Calculations of the relative protein-ligand binding affinities are easily supported by PMX. With the use of these computations, it is possible to compare the binding free energies of ligand libraries made up of chemically related molecules. To enable binding affinity estimates for any arbitrary compound without the requirement to build and study a library of related compounds is conceptually the next big challenge. In order to use this method, absolute protein-ligand binding free energy must be calculated.

We have now shown that the PMX/GROMACS program can be used to perform these calculations and have obtained accurate estimates for a wide range of different systems. Further, the development of absolute protein-ligand binding affinity calculation procedures for a practical setup in high throughput drug discovery pipelines will be the next stages in this direction.

Features: Workflows

PMX is already capable of generating input for various types of alchemical modifications, including all the necessary preparation and pre-processing. In the beginning of BioExcel-2, the responsibility of carrying out the actual free energy calculation was left entirely to the user. One of the primary objectives of PMX development is to offer a set of workflows that enable easy simulation setup using readily available hybrid structure/topology input. These workflows will cover both equilibrium and non-equilibrium free energy calculation protocols, utilizing PMX as the input generator and GROMACS as the simulation engine.

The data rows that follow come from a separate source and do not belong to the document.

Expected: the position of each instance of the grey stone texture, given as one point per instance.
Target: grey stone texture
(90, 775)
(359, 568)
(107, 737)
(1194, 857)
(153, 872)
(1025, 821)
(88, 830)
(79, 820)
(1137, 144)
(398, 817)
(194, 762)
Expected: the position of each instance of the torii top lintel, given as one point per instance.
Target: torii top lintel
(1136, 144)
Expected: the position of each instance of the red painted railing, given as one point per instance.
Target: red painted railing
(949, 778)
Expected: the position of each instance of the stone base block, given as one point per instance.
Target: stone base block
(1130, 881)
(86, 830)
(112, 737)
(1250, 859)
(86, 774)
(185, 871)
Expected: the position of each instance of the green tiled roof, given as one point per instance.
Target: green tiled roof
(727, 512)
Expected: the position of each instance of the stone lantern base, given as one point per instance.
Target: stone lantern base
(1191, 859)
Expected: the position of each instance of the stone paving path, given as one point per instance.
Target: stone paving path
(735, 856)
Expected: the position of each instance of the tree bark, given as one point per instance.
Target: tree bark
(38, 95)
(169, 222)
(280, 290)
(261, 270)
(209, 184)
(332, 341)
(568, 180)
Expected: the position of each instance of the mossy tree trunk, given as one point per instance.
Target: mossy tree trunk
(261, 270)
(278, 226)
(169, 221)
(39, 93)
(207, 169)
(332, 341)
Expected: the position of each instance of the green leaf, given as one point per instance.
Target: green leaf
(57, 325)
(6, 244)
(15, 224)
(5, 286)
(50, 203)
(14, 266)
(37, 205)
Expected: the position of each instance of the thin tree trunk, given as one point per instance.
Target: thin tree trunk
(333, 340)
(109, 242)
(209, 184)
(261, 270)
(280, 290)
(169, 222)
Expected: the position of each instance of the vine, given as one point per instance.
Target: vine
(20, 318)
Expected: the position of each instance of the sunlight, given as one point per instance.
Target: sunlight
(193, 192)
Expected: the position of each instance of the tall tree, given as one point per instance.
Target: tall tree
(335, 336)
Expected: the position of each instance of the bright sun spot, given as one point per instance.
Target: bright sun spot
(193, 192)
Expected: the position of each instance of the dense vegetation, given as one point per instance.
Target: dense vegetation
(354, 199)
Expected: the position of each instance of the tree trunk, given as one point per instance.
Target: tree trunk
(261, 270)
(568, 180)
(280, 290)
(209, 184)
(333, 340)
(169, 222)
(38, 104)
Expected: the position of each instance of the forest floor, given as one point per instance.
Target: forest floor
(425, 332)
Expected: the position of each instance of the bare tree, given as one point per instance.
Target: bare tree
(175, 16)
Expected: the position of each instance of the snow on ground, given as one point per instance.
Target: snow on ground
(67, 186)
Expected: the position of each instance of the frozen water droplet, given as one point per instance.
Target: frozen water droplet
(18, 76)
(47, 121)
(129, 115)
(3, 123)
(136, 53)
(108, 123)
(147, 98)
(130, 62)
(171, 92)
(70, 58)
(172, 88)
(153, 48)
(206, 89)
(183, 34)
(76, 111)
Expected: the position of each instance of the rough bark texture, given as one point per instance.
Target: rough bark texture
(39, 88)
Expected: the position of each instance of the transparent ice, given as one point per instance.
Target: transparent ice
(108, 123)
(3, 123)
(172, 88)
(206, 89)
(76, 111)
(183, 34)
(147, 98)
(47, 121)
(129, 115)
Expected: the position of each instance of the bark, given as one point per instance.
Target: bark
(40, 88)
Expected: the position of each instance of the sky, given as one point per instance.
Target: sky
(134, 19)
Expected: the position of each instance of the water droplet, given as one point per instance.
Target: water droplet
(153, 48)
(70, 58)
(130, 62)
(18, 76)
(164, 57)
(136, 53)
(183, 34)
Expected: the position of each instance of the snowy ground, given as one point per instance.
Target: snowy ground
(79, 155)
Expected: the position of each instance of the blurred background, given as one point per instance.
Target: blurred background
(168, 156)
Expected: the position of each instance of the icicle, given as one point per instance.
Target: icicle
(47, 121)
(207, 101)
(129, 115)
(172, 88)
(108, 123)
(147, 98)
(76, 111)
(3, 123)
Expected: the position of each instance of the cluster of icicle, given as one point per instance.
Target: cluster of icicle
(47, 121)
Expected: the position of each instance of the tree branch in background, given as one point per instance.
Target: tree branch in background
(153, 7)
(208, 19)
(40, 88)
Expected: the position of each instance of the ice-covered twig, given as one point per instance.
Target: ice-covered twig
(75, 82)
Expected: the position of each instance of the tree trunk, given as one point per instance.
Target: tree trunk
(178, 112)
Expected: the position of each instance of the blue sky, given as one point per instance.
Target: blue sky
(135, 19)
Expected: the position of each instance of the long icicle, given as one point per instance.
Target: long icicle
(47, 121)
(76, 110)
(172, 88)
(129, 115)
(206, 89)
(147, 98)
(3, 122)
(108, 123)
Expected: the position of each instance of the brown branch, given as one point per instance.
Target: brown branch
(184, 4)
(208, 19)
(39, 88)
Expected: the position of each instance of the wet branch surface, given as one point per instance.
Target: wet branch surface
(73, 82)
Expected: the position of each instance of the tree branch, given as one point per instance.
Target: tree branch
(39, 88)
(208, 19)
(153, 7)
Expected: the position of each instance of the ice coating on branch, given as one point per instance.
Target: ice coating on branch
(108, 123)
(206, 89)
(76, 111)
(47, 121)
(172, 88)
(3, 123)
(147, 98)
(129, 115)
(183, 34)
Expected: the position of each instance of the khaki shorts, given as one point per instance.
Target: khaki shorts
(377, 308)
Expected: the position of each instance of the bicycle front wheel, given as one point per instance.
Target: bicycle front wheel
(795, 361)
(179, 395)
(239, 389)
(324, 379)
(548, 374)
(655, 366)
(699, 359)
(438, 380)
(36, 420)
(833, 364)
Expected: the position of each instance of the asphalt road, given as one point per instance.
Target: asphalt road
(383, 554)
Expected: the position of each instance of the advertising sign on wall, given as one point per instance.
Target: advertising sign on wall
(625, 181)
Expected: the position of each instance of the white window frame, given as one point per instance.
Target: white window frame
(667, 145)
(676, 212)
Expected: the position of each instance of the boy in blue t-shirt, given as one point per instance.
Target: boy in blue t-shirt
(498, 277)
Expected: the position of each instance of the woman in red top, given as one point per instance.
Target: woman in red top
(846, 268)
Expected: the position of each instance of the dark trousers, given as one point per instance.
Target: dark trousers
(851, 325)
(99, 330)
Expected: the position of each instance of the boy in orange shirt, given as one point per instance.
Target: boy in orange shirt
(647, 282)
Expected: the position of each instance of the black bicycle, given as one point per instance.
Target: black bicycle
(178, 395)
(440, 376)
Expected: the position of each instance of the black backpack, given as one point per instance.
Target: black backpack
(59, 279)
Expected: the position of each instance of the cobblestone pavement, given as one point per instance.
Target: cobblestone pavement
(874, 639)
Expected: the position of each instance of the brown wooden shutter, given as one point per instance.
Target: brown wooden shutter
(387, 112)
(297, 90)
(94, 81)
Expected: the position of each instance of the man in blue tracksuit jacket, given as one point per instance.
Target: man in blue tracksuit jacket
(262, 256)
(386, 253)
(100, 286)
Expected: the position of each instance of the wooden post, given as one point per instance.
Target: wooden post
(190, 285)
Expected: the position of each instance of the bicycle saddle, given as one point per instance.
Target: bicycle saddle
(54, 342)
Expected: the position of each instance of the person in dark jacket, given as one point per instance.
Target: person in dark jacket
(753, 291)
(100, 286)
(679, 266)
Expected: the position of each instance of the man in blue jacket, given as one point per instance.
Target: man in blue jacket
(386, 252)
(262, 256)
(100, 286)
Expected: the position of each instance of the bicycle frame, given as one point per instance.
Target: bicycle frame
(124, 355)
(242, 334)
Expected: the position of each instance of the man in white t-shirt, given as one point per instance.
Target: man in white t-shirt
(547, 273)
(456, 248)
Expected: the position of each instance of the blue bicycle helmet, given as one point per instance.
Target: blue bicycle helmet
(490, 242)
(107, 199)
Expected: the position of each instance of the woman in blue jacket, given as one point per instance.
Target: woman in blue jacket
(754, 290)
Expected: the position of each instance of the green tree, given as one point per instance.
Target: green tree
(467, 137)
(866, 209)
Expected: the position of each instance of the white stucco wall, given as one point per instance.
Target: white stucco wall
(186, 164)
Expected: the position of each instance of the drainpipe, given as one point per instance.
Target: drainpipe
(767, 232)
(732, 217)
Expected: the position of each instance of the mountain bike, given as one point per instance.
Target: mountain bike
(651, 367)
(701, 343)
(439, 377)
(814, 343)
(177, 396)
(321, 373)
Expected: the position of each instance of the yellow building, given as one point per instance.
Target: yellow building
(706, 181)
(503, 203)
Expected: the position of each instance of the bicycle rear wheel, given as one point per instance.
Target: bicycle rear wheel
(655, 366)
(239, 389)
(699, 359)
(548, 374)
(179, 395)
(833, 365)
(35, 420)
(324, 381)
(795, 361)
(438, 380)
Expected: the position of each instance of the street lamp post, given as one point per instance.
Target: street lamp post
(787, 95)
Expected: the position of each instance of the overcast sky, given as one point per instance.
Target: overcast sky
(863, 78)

As of 2021, PMX has incorporated classes for building a free energy workflow into its “develop” branch. An example case for calculating the relative protein-ligand binding affinity has been created and is provided to users as a tutorial that can be easily tailored to suit specific project requirements. With the main classes for constructing the workflow already in place, the next steps involve developing workflows for protein mutations, DNA mutations, and absolute protein-ligand binding free energy calculations.